Week by week, the show will get busier rather than slower, Trice says, and people will flood in for their last chance to see the homes during the closing weekend. At the same time, she says, Street of Dreams visitors tend to be “very casual, very mellow.”

“They’re not rowdy,” she says. “They’re in a strolling, sightseeing mood.”

To sweeten the deal for nearby neighbors, the HBA will offer discounted tickets to the show through neighborhood associations. And this year, the Street of Dreams team has combined its Block Party kickoff celebration with the Forest Highlands neighborhood barbecue to thank neighbors and welcome them to the new development.

Bullard says that even though many Forest Highlands residents have grown weary of the various development projects in their neighborhood over the past few years, the HBA has “been a good partner.

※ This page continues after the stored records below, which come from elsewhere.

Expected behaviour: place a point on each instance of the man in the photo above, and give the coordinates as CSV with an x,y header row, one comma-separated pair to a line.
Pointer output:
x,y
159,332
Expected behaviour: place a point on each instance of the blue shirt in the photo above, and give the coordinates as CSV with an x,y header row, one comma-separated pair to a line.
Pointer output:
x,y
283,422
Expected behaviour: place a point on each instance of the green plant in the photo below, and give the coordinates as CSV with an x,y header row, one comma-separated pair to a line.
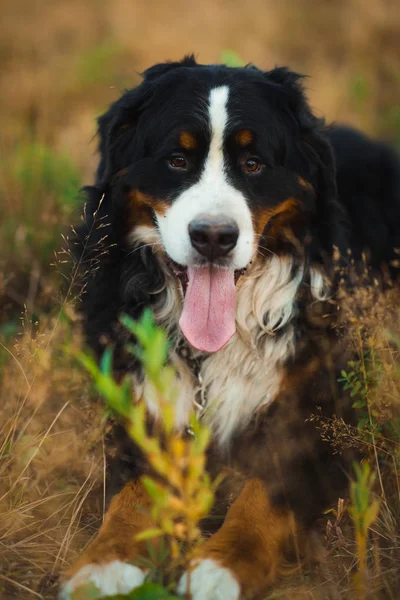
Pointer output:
x,y
364,511
180,488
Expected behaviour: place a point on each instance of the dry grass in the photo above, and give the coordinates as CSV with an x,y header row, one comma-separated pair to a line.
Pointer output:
x,y
61,63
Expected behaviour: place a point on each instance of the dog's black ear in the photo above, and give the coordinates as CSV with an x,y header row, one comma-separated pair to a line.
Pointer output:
x,y
309,153
116,128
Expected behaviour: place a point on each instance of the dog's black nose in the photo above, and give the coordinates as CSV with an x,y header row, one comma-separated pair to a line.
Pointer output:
x,y
213,237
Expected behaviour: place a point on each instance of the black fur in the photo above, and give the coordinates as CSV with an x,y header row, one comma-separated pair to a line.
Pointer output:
x,y
355,206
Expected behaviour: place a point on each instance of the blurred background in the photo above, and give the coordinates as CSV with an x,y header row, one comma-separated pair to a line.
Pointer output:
x,y
62,63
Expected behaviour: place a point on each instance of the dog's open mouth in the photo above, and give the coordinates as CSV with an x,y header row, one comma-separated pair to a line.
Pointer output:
x,y
209,307
181,273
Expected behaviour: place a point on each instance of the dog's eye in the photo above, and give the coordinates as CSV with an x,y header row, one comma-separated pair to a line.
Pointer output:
x,y
251,165
178,162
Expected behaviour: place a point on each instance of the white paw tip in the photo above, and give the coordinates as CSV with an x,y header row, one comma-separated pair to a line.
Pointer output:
x,y
112,578
210,581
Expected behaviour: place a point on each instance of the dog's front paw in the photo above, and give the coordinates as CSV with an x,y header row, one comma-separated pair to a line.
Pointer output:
x,y
113,578
210,581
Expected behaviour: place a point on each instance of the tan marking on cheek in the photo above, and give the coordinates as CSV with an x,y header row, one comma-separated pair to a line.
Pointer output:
x,y
244,137
141,207
286,211
305,184
187,140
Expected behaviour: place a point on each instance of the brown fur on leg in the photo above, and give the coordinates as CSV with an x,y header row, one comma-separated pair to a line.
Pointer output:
x,y
252,539
127,516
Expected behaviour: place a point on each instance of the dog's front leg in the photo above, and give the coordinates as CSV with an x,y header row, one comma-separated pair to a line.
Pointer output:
x,y
243,558
106,561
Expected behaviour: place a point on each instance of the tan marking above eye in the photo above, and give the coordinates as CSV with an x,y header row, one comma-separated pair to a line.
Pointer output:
x,y
305,184
187,140
244,137
141,206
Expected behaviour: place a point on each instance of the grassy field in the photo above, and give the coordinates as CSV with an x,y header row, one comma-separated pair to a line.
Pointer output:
x,y
61,64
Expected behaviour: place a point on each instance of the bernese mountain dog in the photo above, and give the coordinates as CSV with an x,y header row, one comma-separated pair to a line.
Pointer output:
x,y
224,204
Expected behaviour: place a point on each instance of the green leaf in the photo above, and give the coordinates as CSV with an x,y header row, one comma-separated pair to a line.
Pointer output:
x,y
147,591
106,362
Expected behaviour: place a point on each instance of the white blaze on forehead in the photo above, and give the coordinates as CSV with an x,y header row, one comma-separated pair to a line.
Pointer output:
x,y
218,116
213,194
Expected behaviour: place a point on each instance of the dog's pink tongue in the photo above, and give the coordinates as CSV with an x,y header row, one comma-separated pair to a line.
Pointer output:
x,y
208,316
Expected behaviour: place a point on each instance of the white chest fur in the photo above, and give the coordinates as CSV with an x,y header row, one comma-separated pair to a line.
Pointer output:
x,y
246,374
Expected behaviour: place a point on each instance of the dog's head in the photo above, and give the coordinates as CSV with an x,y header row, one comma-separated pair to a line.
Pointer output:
x,y
213,166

They’ve really stepped up to every obligation that they’ve committed to.”

Come September, he hopes residents look past the construction, traffic and crowds.

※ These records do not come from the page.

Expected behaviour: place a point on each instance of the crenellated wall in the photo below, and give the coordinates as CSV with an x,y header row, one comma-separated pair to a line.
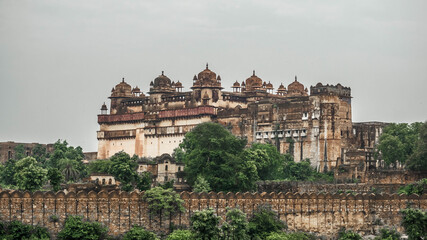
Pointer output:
x,y
324,214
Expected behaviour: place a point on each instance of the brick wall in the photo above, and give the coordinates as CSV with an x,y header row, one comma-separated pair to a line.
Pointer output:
x,y
323,213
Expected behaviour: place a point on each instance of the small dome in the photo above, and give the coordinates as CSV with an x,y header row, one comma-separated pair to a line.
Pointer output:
x,y
178,84
136,90
254,81
296,86
104,107
206,74
162,81
122,90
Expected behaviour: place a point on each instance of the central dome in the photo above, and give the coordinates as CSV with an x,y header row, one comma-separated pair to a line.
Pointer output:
x,y
162,81
206,74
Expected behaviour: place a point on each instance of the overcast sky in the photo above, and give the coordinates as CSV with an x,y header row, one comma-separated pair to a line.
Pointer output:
x,y
60,59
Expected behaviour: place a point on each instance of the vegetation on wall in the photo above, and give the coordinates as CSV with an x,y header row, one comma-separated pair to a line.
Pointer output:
x,y
404,143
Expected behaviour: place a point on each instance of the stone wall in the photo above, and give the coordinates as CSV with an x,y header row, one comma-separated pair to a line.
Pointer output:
x,y
324,214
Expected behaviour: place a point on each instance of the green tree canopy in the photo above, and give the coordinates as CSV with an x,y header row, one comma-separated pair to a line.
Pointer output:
x,y
77,229
415,223
213,152
201,185
204,225
139,233
264,221
398,142
163,201
29,175
268,160
418,160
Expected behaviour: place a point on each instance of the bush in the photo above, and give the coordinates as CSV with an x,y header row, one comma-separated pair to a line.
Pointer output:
x,y
138,233
264,222
18,230
348,235
388,234
180,235
415,223
76,228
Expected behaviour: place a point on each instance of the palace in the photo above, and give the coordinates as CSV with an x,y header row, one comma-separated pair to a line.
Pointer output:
x,y
314,124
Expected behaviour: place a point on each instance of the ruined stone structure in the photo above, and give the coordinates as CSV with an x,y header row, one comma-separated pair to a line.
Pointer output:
x,y
7,149
316,125
324,214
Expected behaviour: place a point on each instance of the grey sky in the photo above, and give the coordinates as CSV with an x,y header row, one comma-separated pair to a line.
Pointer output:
x,y
60,59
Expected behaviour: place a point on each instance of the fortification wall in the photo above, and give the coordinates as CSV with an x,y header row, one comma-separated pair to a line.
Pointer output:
x,y
324,213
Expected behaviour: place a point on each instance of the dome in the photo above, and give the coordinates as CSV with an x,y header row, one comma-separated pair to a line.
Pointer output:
x,y
122,90
296,86
162,81
206,74
178,84
136,90
253,81
104,107
281,87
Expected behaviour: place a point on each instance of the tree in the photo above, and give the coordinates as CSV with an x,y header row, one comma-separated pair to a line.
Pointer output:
x,y
163,201
99,166
264,221
268,160
69,169
18,230
213,152
144,181
123,168
204,225
8,173
348,235
19,152
29,175
415,223
388,234
236,225
418,160
201,185
180,235
398,142
75,229
139,233
55,177
39,153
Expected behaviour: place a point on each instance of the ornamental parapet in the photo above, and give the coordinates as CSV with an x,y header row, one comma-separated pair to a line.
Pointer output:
x,y
102,118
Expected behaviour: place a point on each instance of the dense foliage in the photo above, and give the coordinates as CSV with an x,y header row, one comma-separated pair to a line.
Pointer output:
x,y
213,152
264,222
415,223
204,225
388,234
163,201
139,233
18,230
414,188
348,235
76,228
404,143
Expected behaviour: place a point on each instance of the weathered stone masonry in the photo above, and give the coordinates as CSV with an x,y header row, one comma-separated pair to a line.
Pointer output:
x,y
322,213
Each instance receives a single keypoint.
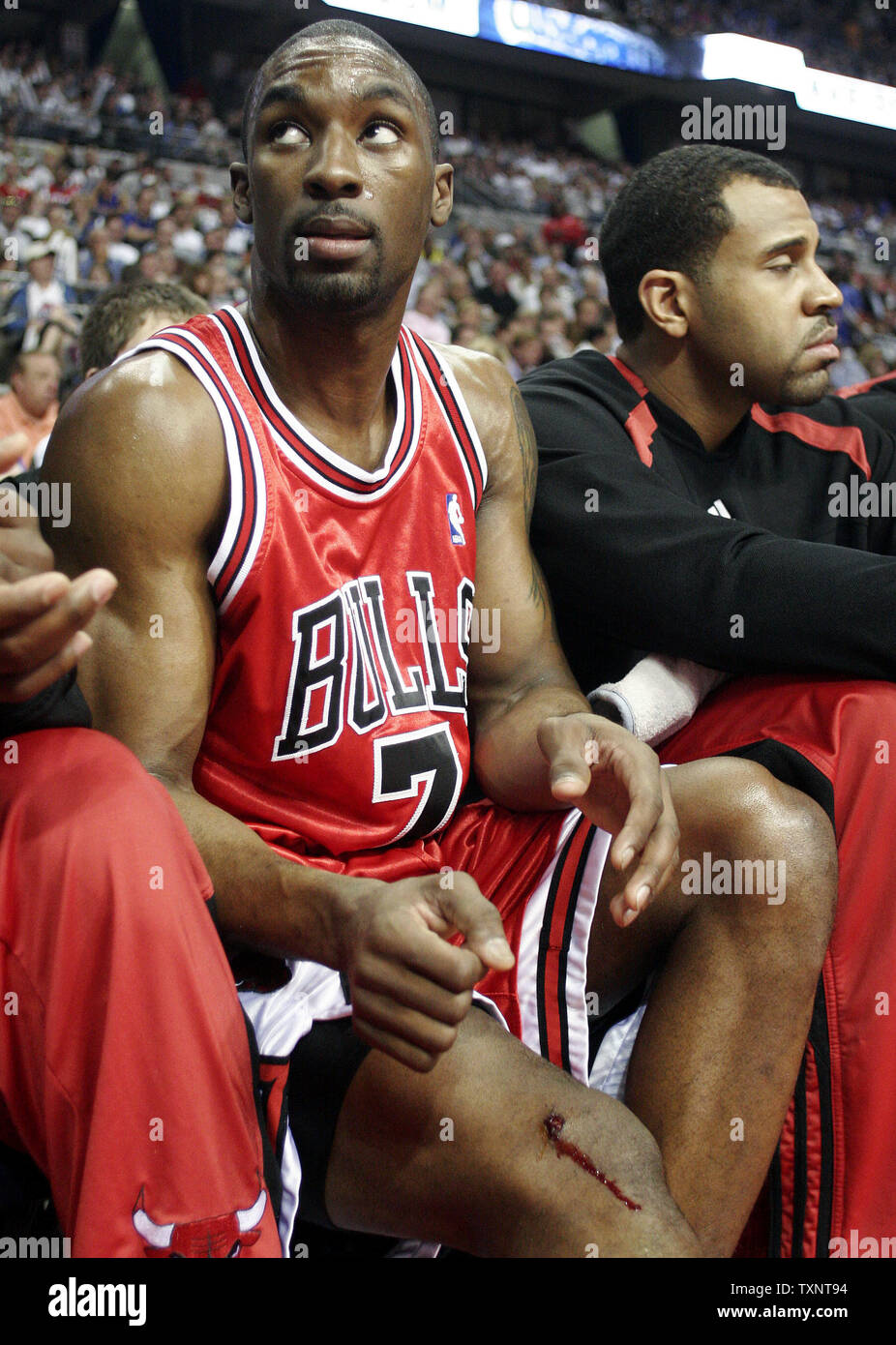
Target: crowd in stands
(76, 218)
(838, 35)
(45, 94)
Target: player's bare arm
(42, 613)
(148, 490)
(536, 741)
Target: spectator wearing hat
(38, 310)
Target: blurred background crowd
(89, 199)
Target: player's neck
(710, 406)
(331, 372)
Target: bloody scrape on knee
(553, 1127)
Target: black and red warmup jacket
(653, 545)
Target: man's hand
(42, 613)
(409, 987)
(619, 786)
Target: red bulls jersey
(338, 716)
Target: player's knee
(790, 847)
(623, 1212)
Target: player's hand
(410, 987)
(617, 783)
(42, 613)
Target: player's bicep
(512, 593)
(148, 675)
(144, 493)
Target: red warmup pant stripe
(848, 732)
(126, 1068)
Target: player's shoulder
(492, 400)
(137, 431)
(482, 378)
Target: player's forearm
(262, 900)
(507, 761)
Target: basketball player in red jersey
(302, 500)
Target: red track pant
(124, 1059)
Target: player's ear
(241, 195)
(666, 297)
(443, 194)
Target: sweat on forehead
(344, 40)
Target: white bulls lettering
(344, 639)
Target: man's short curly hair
(119, 311)
(671, 216)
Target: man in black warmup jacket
(705, 511)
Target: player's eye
(382, 134)
(286, 134)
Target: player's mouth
(335, 238)
(825, 344)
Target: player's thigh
(724, 806)
(464, 1155)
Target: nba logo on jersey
(455, 520)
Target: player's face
(765, 303)
(341, 185)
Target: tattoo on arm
(527, 449)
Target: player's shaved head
(337, 31)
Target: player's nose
(334, 168)
(825, 293)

“I just hope we can welcome good neighbors,” Bullard says. “Hopefully they will bring lots of kids and will be involved in the community and the schools.”

Contact Kelsey O’Halloran at 503-636-1281 x101 or This email address is being protected from spambots. You need JavaScript enabled to view it..


What: 40th Annual NW Natural Street of Dreams

When: Saturday, Aug. 1 to Sunday, Aug. 30

Where: The Highlands in Lake Oswego, at the corner of Goodall and Knauss roads

Hours: 10 a.m.-9 p.m.

Details: The Highlands features 16 residential lots that range from a quarter-acre to a half-acre. The show will feature nine homes, priced between $2 million and $2.5 million. Parking will be offsite, with shuttles to the show.